The work of the Wikimedia movement is perhaps more important now than ever before. However, our full potential in supporting the world during this time can only be achieved and maintained by a healthy and vibrant community. That will not happen if we do not all take into consideration what is necessary to support both ourselves and each other as individuals. While this good faith approach to communal support has always been a goal of our movement, the current circumstances require us all to make an even more intentional effort at self and community care.
What is the Wikimedia Foundation currently doing to support its staff and contractors?
The Wikimedia Foundation takes the responsibility of care for its over 375 staff and contractors very seriously. It has been a core value of the organization since our founding over fifteen years ago. Additionally, as an organization we have a responsibility to keep Wikipedia online and available for the world, especially in moments of crisis. A world that is changing requires changing how we work. In order to care for our staff and contractors as well as adapt to change as needed in the weeks and months ahead, we have taken a series of steps:
- We are accepting that we must adapt to evolving circumstances. The old normal is gone, and trying to make reality conform to last week or last month is not helpful or productive.
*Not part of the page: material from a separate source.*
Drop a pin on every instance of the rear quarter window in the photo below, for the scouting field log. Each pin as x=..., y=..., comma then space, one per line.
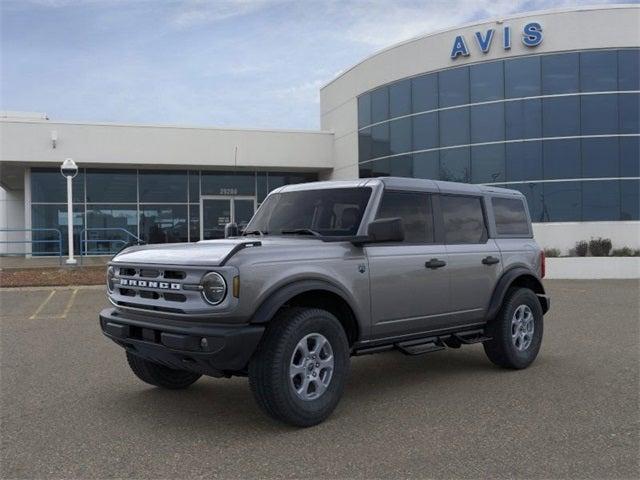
x=511, y=216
We are filing away our careful annual planning, OKRs, and roadmaps. Trying to keep up with them is a recipe for stress and uncertainty, none of which help right now.
- We are focusing on the most mission-critical work. Wikipedia is a website, but Wikimedia is a community. There’s a saying, “come for the articles, stay for the people.” We thrive on meeting in person, haggling over our future, hugging it out, and closing down every social venue in sight. We have cancelled all near-term, in-person gatherings until WHO declares this pandemic over. These were painful decisions, but essential for public health and to give everyone certainty and clarity. No need to worry if that Hyderabad summit will be on in four months, and what visa needs people might have — we can all focus on more immediate concerns.
- We are protecting our health. The Foundation has been a distributed-work organization for years, with 70 percent of our colleagues working outside of our main office in San Francisco. As soon as we became aware of community transmission in California, we instituted a full work-from-home protocol. Our Washington, DC, office followed within a week. Our goal was to reduce staff exposure and improve health outcomes for the communities in which we work and live.
- We are lightening the load. Work is not the only thing on people’s minds right now. Their families, their bills, childcare and school closures, the economy… we are all trying to manage a lot. We want to reduce the cognitive strain on our colleagues so that people could take care of themselves and stay healthy. To do that:
- We are guaranteeing all contract and hourly workers full compensation for planned hours worked.
- We are waiving all sick days, so staff do not have to count or use PTO.
- We have moved to a halftime work expectation.
How long will the Wikimedia Foundation offices remain closed?
Wikimedia Foundation's San Francisco and Washington, DC offices are closed through the end of March 2020. We will be reviewing that decision towards the end of March and determining then if it should be extended.
How long will the Wikimedia Foundation's travel be suspended?
The Wikimedia Foundation has suspended all non-essential travel until the end of April 2020. Essential travel at this time relates primarily to keeping or returning people to their home. We will be reviewing that decision at the start of April and determining then if it should be extended.